Auch wenn ich noch bis Ende Januar Zeit habe mich um ein Abschlußprojekt meiner Ausbildung zum Fachinformatiker zu kümmern hatte ich heute ein sehr erfreuliches Gespräch mit meinem Betreuer.

Bisher habe ich mich ja immer um das Webfrontend von BenchIT gekümmert, also der Standardschnittstelle für den Benutzer wenn es darum geht seine Ergebnisse zu visualisieren. Dort sind zwar noch einige Baustellen offen und eine ganze Reihe von Features in der Queue, aber so richtig glücklich war ich immer nicht mit dem Gedanken als Abschlussprojekt ein Stück Webseite zu realisieren. Im Sinne und am niveauvollen IHK Horizont wäre das sicherlich, aber für mich selbst eben gar nicht.

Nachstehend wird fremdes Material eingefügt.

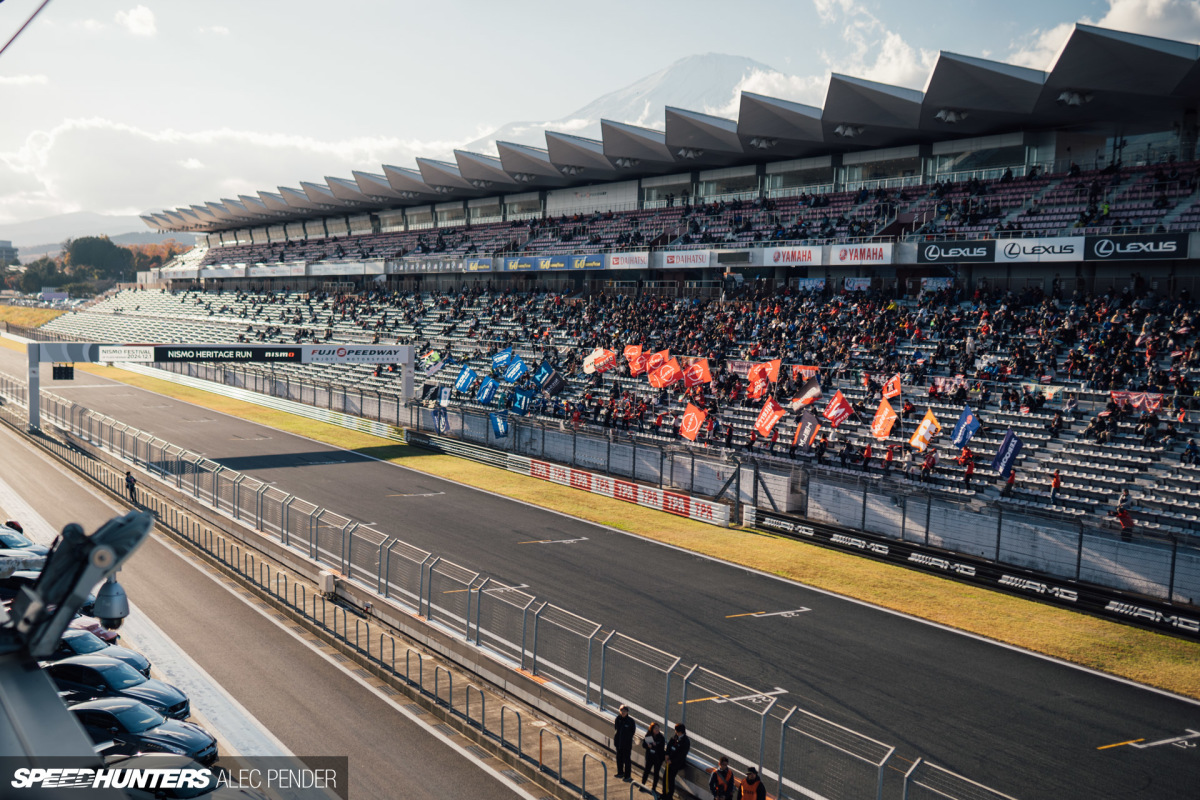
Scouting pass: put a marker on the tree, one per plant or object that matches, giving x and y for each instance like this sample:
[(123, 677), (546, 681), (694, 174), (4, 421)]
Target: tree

Die eigentliche Idee zu meinem jetzt erstmal festgezurrten Abschlussprojekt hatte ich eigentlich schon vor einer ganzen Weile und kam eigentlich heute nur im Gespräch mit Robert über mögliche Projektthemen wieder darauf zurück. BenchIT ansich bietet ja eine recht homogene Plattform verschiedene Unixsysteme zu vermessen. Von der Funktion her besteht BenchIT im eigentlichen aus einem zentralen Interface und einer Reihe von Messkernen die verschiedene Routinen mit verschiedenen Bibliotheken und Sprachen implementieren. Diese Kerne verrichten dann ihre Arbeit und die Ergebnisse werden in einem File abgelegt welches neben den Meßergebnissen auch noch informationen über den Meßkern, die Meßumgebung und die Hardware des vermessenen Systems enthält.

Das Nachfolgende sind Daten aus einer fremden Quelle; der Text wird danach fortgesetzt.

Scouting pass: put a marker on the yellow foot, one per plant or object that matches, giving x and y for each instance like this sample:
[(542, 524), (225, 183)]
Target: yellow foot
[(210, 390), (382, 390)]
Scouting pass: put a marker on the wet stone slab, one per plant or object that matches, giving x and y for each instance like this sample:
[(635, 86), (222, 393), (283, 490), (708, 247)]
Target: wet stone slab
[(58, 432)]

Dieses File kann man dann mittels Gnuplot direkt, oder über die Webseite, oder über eine JAVA-GUI visualisieren und auswerten. Allerdings ist dies auf in C, Fortran und in JAVA geschriebene Kerne beschränkt. Kerne in Skriptsprachen die also einen Interpreter benötigen werden davon noch nicht erfasst und können somit nicht untersucht werden.

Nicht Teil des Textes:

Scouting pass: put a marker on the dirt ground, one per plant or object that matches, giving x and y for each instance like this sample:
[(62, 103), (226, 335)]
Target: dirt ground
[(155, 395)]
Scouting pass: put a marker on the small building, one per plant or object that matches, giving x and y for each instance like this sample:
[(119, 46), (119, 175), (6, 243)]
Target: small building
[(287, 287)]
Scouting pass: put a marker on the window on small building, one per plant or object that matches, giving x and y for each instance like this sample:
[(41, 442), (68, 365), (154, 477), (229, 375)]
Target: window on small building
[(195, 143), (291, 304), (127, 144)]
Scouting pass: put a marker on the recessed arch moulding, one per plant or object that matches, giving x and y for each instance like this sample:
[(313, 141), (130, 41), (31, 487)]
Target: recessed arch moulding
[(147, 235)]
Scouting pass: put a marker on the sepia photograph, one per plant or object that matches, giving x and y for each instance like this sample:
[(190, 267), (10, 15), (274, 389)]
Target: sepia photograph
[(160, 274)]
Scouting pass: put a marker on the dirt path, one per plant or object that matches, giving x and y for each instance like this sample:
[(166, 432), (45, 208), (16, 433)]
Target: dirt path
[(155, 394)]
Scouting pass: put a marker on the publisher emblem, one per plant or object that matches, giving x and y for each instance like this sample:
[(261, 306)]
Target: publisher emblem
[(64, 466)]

Sicherlich wird niemand versuchen Perl, PHP, Ruby und Co. im Hochleistungsbereich zu vermessen, aber um auf verschiedenen Systemen die Leistungsfähigkeit von verschiedenen Skriptsprachen unter verschiedenen Bedingungen zu testen, ist BenchIT von seinem Ansatz her prädestiniert. Lange Rede kurzer Sinn also meine Aufgabe für das nächste Jahr besteht also darin eine Schnittstelle zu entwickeln mit der es möglich ist Meßkerne in beliebigen Skriptsprachen zu schreiben, und dann mittels BenchIT zu auszuführen.

Für mich ist das zwar nach Jahren des fast nur Web-Hackens fast wie Neuland aber ich freue mich schon auf die Arbeit und vor allem die Ergebnisse und werde sicher weiter darüber berichten!